I've got a teensy 4 outputting 3.3v like it should, for a wonderfully precise duration, and the rise/fall times of the MIC4420's are just what they should be.
My circuit is as such:
My complete spot welder has 4 such assemblies, and they all consistently output pulses larger than what I put into them.
Now what's truly baffling is that the deviation becomes narrower the wider my input pulse becomes. At 150ms input width (which is the longest i would EVER want to pulse this device. 1.5 farads of capacitance at 15 volts makes my 2-gauge electrode leads literally jump) the MIC4420 is outputting a pulse width of160ms. At 5ms input width (the very lowest for perhaps welding tin foil, if I'd ever need to), I see output pulses 30-35ms wide.
Now I could likely live with this. 30-35ms is a bit too brief for the battery tab welding that I plan to do. But it's confusing and mildly frustrating, and according to the datasheet for these MIC4420's I'm well within what they should be capable of, and I want this thing to perform as I (attempted) to designed it.

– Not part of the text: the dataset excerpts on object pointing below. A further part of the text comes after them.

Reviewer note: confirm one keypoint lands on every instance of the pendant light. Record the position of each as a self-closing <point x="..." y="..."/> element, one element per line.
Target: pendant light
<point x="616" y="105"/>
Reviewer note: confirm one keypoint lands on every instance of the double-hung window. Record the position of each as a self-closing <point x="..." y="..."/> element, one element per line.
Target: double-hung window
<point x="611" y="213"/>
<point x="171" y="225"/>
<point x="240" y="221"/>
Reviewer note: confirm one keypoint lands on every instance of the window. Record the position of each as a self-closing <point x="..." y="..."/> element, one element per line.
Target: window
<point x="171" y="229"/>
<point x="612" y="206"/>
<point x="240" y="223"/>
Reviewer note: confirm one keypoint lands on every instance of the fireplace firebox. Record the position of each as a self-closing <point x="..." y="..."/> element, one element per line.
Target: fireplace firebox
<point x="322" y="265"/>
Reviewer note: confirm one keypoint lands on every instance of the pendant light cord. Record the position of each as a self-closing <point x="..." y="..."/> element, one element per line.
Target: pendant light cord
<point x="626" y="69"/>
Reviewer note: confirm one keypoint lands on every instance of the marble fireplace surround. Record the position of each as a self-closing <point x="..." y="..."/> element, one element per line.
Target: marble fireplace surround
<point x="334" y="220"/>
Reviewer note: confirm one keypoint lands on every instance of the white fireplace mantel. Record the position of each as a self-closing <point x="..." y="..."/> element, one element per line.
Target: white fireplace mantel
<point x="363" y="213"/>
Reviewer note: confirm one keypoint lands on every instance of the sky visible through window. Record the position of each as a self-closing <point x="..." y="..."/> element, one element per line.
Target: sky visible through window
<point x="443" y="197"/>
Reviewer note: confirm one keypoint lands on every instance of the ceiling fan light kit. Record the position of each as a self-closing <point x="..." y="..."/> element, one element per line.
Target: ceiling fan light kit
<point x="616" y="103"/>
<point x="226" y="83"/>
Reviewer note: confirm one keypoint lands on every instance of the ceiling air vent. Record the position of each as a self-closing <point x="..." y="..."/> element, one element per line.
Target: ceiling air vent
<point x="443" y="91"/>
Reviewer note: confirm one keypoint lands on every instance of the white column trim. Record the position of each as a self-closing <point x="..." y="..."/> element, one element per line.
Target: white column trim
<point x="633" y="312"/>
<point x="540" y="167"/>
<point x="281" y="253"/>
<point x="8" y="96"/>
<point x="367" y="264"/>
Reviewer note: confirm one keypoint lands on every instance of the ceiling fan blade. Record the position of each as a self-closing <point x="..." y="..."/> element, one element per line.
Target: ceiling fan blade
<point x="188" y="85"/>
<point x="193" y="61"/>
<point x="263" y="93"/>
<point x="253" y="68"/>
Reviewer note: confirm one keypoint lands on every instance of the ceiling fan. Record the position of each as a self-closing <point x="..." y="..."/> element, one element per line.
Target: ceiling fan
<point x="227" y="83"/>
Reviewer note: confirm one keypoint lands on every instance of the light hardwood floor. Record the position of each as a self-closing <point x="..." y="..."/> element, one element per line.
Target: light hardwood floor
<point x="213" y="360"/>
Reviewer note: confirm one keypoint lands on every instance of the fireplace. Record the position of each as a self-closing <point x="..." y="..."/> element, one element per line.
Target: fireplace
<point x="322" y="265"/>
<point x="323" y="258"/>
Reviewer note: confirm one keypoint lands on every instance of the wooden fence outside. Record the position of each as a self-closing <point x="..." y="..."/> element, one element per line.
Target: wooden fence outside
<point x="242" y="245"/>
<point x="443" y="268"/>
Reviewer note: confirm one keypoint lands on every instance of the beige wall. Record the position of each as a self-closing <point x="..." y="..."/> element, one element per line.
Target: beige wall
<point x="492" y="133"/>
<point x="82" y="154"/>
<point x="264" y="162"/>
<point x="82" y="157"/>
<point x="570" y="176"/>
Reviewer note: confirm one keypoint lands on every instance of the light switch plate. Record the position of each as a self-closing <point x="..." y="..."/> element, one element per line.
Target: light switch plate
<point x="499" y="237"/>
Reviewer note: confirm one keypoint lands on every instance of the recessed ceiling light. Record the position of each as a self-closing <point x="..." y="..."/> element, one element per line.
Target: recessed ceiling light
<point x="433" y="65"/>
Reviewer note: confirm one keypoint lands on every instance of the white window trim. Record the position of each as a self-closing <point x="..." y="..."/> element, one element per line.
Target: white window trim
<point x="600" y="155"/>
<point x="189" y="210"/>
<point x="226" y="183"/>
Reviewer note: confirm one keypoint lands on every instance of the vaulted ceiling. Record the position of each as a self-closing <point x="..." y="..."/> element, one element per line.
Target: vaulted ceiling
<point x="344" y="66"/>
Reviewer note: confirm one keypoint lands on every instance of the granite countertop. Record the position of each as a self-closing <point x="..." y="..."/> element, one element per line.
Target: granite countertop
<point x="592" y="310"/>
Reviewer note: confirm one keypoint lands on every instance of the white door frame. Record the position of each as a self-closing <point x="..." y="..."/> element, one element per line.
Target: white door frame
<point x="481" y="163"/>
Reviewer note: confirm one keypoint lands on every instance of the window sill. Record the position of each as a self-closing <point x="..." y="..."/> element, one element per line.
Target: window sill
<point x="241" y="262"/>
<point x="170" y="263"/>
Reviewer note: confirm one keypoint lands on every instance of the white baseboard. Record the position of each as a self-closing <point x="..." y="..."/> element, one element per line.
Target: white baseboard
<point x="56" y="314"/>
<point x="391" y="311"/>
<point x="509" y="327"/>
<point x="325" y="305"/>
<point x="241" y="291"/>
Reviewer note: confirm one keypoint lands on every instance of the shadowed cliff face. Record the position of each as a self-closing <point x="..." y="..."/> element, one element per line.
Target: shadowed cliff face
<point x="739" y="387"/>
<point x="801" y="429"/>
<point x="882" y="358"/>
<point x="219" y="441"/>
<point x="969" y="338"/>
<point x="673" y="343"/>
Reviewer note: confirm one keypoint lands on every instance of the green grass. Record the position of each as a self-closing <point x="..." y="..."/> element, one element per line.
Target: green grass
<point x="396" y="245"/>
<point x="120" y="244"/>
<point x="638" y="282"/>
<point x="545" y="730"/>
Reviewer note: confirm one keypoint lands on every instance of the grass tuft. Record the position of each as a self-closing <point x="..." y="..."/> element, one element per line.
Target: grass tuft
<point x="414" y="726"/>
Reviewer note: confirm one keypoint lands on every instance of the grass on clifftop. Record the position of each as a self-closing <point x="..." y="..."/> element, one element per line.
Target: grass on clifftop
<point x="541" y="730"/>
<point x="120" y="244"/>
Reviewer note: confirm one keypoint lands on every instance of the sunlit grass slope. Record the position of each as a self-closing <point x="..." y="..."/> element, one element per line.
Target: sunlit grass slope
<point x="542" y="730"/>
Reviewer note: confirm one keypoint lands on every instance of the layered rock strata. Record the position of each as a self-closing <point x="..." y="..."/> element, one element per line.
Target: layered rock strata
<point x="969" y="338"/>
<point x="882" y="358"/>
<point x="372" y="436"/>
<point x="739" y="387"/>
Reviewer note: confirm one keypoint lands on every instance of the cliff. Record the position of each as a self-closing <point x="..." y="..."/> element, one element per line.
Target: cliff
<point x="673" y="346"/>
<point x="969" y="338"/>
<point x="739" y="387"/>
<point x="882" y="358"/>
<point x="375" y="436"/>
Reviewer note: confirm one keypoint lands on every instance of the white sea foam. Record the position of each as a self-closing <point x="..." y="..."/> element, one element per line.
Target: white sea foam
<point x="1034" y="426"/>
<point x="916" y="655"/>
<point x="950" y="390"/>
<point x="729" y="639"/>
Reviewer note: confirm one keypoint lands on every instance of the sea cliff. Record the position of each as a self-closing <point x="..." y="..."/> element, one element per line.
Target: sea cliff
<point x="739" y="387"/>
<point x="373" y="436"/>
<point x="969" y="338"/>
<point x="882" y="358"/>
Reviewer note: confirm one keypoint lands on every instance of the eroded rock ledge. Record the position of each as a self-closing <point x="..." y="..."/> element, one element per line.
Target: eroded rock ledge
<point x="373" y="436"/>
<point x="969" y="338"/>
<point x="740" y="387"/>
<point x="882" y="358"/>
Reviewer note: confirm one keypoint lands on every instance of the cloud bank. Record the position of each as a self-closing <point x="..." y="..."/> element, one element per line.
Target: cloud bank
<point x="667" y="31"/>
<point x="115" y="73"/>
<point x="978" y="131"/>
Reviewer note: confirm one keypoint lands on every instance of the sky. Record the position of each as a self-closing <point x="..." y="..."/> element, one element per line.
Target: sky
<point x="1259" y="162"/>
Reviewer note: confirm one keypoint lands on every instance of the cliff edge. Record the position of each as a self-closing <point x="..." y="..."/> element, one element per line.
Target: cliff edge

Is this an artifact of their operation? Is it unreasonable expectation on my part? Is my circuit poorly designed? All these questions and more I hope the good people here can answer!
Thank you for your time in reading this.
I've got Diodes 1-6 connected as they are to attempt to protect against any back-EMF from lead inductance. The group of 6 are connected in parallel to each 4 copies of the schematic above.
Capacitors 1-4 across the VCC 10V and GND are shared across all 4 assemblies, in an attempt to reduce voltage drop when a total of 24 amps is (in theory) applied to all 24 PSMN1R1's. I've got a simple banggood-special buck regulator dropping my 14V input to 10V, and hopefully those capacitors are helping out.